The gold and silver ornaments that women wear for the Bihu dance follow traditional Assamese jewellery forms. The junbiri, a crescent-shaped necklace, and the keru, an ear ornament, are among the most characteristic. The application of jetuka to the palms and the Kopou Phool in the hair complete a look that has remained essentially unchanged for generations.

The Foods of Rongali Bihu: What the Kitchen Knows

Bihu food is rice food. Assam's festival kitchen begins its work days before the first day of Bohag. Women prepare pithas, rice cakes made from glutinous rice with fillings of coconut and jaggery, sesame and sugar, or simply folded around a spiced filling and steamed or fried. Til pitha and ghila pitha are the most common forms. Narikol laru, sweet balls of coconut and jaggery, are prepared in large quantities and shared with neighbours and visitors.

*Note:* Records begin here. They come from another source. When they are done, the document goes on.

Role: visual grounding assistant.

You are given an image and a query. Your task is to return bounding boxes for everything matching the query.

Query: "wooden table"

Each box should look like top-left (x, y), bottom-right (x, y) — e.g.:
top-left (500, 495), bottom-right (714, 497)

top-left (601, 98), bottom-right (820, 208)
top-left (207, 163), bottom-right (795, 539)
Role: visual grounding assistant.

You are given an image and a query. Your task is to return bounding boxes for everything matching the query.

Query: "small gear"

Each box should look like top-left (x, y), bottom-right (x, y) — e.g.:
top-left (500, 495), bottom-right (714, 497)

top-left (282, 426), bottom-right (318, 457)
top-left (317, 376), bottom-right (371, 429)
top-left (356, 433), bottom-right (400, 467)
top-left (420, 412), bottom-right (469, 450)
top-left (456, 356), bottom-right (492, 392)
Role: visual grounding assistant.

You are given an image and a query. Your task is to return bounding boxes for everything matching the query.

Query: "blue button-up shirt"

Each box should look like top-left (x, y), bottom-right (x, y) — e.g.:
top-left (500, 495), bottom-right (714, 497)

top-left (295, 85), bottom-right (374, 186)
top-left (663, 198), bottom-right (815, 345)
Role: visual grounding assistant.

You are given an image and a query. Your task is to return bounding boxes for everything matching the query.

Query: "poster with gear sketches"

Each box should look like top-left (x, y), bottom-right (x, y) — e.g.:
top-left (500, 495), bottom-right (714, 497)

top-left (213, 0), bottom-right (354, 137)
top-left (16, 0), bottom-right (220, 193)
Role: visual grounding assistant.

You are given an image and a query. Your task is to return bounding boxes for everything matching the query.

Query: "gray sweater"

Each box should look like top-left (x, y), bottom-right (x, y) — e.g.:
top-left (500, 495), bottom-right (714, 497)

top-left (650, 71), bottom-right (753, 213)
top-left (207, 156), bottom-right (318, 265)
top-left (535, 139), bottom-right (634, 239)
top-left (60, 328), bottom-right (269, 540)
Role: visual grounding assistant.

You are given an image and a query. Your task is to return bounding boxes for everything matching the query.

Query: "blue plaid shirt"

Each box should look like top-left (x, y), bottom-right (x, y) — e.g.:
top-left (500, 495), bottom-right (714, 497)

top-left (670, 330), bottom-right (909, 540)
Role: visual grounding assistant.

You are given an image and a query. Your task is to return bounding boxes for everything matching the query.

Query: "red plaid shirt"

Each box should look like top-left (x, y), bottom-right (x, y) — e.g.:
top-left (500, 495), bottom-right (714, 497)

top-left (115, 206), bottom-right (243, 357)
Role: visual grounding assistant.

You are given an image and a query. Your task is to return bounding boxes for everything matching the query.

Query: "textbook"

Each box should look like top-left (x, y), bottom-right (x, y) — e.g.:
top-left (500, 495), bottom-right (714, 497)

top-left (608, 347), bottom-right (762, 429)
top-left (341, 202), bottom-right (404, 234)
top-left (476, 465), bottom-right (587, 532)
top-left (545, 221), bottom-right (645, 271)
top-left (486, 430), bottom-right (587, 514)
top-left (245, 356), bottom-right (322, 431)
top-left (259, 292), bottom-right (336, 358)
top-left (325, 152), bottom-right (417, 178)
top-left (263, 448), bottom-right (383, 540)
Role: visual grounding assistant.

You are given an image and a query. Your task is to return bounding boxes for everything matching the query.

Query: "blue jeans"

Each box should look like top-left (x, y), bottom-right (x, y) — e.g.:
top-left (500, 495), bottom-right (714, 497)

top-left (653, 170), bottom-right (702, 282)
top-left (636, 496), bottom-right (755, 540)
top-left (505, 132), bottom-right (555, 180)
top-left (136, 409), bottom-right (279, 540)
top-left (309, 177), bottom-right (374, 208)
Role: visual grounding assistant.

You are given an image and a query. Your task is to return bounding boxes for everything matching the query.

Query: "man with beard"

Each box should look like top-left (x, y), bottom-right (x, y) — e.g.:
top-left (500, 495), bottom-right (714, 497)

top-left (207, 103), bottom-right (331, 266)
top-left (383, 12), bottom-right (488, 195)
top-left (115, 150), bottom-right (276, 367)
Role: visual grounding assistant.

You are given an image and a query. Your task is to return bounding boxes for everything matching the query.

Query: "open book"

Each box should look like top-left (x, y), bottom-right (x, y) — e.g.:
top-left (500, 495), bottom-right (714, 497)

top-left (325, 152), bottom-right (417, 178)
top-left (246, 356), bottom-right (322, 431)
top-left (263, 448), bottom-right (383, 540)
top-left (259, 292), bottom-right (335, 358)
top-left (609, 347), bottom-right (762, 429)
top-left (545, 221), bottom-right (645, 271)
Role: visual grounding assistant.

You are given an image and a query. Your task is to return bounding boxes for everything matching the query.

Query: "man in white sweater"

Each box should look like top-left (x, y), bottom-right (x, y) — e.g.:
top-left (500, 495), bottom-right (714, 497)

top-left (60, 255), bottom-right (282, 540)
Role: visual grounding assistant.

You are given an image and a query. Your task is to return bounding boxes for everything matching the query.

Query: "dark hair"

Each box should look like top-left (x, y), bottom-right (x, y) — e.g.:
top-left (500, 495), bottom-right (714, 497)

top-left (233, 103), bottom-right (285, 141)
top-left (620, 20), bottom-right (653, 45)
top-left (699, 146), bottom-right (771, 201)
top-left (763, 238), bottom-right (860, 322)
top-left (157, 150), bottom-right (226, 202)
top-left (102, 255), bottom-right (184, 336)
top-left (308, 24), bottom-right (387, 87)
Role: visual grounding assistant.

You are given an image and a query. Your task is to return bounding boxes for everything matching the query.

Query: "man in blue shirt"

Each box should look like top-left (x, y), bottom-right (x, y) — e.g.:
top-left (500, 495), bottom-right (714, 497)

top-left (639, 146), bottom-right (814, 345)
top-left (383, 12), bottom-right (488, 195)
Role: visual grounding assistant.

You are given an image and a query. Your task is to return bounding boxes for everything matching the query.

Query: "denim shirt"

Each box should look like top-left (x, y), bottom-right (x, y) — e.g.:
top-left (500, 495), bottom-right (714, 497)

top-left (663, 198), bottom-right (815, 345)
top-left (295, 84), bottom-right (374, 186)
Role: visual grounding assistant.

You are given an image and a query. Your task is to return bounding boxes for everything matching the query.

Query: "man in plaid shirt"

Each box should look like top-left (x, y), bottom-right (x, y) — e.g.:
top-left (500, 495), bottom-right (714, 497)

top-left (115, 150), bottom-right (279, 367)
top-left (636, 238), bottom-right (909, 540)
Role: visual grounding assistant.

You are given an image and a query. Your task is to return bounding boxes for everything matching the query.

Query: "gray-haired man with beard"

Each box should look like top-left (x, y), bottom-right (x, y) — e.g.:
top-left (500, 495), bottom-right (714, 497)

Jolpan is the morning refreshment of Bihu: flattened rice (chira) served with curd, jaggery, and sometimes fresh coconut. It is eaten before the main festivities begin. Beyond sweets, the Bihu meal includes xaak bhaji (green leaf stir-fry), khar (an alkaline dish unique to Assamese cooking, made from sun-dried banana peels or bamboo ash), and masor tenga, the pleasantly sour fish curry that is one of the defining flavours of Assam. Different tribal communities add their own specific preparations: Aapong, a rice beer brewed by the Mising tribe, Nam-Lao by the Tai-Ahom community, and Chuje by the Deoris.

This diversity of food is not incidental. It is a record of Assam's complexity as a society. The Bihu table is where the state's many communities, its indigenous peoples, its Ahom heritage, its Bengali and Bodo and Mishing populations, all appear together without contradiction.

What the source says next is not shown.